Special thanks go to @ftynse who proofread and reformulated large parts of the Introduction and Prior Art, and to Andrew Adams who kindly weighed in and corrected some of our lessons from Halide.
Summary
In his latest MLIR Open Design meeting presentation, Chris laid out a compelling vision for an MLIR-based codegen that would make the best use of the multi-level properties of the infrastructure and be driven by search. The MLIR Linalg dialect aims at bringing an answer to the higher-level codegen problem. This document describes the key design principles that led to the existing implementation of Linalg and aims at exposing the tradeoffs involved when building higher-level Intermediate Representations (IR) and Dialects to facilitate code generation. Linalg is designed to interoperate nicely within a Mixture Of Expert Compilers environment (i.e. the CGSel box).
To keep the discussion manageable, I would encourage people interested to post comments, questions and criticism like you would do commits: small and on one particular topic.
This way hopefully the discussion would not involve into spaghetti and will be easier to follow
I’l start with the hardest question in computer science: naming.
Given the evolution of the scope, it becomes apparent that a better name than “Linalg” could remove some of the confusions related to the dialect (and the underlying approach), its goals and limitations.
We turn to the community to please provide suggestions.
This @nicolasvasilache and others for the great doc! I really appreciate all the thoughts and rationale behind.
So regarding naming, I’m not good at it, but I feel it’s hard to come up with one word to describe so many concepts behind. So likely we need acronyms. Throwing out some candidates for others to bring up better ones.
Structured payload container ops (spc): emphasizes the structured op’s principle and echos the payload ops perspective.

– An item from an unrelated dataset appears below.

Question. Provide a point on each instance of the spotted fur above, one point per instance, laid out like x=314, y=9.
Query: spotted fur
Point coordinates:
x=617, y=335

Parallel domain innate ops (pdi): emphasizes the point that ops have loop iterators built in to the op structurally.
Nicolas, I really enjoyed this doc. I haven’t seen such a synthesis of prior art in this domain and I think you did a great job.
Let me summarize my understanding: The combinators (as I’ll call them) defined in linalg (linalg.generic/indexed_generic) have the property of lifting an inner computation (“compute payload”) on a smaller piece of data into an operation on an entire data structure (or multiple, if there are multiple arguments). This decouples the computation itself from the actual relationship between the subset of data and the entire data.
I think it would be cool to include some more examples. Off the top of my head, I’m curious about seeing sample IR for the following:
We have some examples as tests in the code, would it make sense to reference them and maybe add more descriptive comments? Having code in a doc creates a risk of bitrot…
Sorry for reviving this old thread. I came across it when searching for information on Linalg representation of softmax and layer normalization. This thread ended without links to operators listed by @_sean_silva. I’m wondering if links to Linalg representation of softmax and layer normalization are available somewhere? I’m particularly interested in if there is some way to represent softmax and layer normalization with one single linalg.generic operation. Thanks.
Thank you @_sean_silva for the pointers! I have one relevant question and hope you or someone else can kindly share some insight. The reason that I’m looking for a way to represent softmax or layernorm as a single Linalg operation is to understand what techniques are used by the Linalg community to capture patterns defined by complex operations to map to library calls. I like Linalg’s property of being able to capture a pattern and have it composable with Linalg transformations such as tiling, which makes it easier to keep a pattern stable in comparison with the additional care needed from a set of smaller Linalg operations. I searched the forum but didn’t find something conclusive so wonder what’s Linalg’s current take on pattern preservation?